Data Preparation

After Environment setup, we can start preparing the data for training and decoding.

The first step is to prepare the data for training. We have already provided prepare.sh that would prepare everything required for training.

cd /tmp/icefall
export PYTHONPATH=/tmp/icefall:$PYTHONPATH
cd egs/yesno/ASR

./prepare.sh

Note that in each recipe from icefall, there exists a file prepare.sh, which you should run before you run anything else.
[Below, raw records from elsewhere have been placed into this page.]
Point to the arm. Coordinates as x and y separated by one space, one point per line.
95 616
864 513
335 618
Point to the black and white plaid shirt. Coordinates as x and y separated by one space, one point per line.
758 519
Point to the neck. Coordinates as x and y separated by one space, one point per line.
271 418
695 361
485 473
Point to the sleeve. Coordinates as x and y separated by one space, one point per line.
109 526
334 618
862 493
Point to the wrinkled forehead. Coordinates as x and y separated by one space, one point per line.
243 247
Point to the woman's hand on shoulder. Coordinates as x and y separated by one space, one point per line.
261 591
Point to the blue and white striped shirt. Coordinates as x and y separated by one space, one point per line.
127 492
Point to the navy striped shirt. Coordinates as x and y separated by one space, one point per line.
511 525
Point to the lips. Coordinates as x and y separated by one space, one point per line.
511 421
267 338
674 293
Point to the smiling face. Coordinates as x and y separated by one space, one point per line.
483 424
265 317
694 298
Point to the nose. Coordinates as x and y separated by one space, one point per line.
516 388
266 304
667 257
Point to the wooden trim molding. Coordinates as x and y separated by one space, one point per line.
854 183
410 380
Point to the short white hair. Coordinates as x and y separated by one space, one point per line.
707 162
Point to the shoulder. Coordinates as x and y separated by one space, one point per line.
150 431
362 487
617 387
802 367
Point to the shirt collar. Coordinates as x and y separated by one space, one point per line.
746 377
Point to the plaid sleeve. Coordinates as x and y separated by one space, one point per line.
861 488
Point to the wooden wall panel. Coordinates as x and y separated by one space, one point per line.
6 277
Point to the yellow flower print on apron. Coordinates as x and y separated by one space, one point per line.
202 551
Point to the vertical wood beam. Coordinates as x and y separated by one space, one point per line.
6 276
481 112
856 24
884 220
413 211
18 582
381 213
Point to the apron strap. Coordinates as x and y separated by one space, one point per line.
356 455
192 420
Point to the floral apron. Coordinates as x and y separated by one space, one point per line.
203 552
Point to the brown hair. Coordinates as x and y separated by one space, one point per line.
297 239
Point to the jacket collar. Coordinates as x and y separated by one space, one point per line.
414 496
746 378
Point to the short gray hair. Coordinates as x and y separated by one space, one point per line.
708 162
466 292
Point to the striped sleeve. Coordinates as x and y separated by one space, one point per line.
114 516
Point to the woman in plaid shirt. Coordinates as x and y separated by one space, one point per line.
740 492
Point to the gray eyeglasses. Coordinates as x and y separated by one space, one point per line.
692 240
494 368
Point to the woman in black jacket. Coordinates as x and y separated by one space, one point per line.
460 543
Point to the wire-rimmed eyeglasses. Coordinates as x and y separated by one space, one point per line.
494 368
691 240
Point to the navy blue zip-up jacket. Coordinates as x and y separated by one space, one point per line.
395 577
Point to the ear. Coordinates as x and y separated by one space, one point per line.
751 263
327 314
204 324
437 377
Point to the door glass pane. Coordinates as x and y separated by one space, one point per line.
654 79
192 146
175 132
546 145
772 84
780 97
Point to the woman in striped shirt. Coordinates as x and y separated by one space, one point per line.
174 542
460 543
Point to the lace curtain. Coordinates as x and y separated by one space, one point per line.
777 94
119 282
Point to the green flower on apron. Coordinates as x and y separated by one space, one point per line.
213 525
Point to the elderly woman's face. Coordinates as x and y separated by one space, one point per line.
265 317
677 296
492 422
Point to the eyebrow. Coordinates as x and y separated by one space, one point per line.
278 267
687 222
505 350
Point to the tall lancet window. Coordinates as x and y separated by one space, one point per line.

That is all you need for data preparation.

For the more curious

If you are wondering how to prepare your own dataset, please refer to the following URLs for more details:

https://github.com/lhotse-speech/lhotse/tree/master/lhotse/recipes

It contains recipes for a variety of dataset. If you want to add your own dataset, please read recipes in this folder first.

https://github.com/lhotse-speech/lhotse/blob/master/lhotse/recipes/yesno.py

The yesno recipe in lhotse.

If you already have a Kaldi dataset directory, which contains files like wav.scp, feats.scp, then you can refer to https://lhotse.readthedocs.io/en/latest/kaldi.html#example.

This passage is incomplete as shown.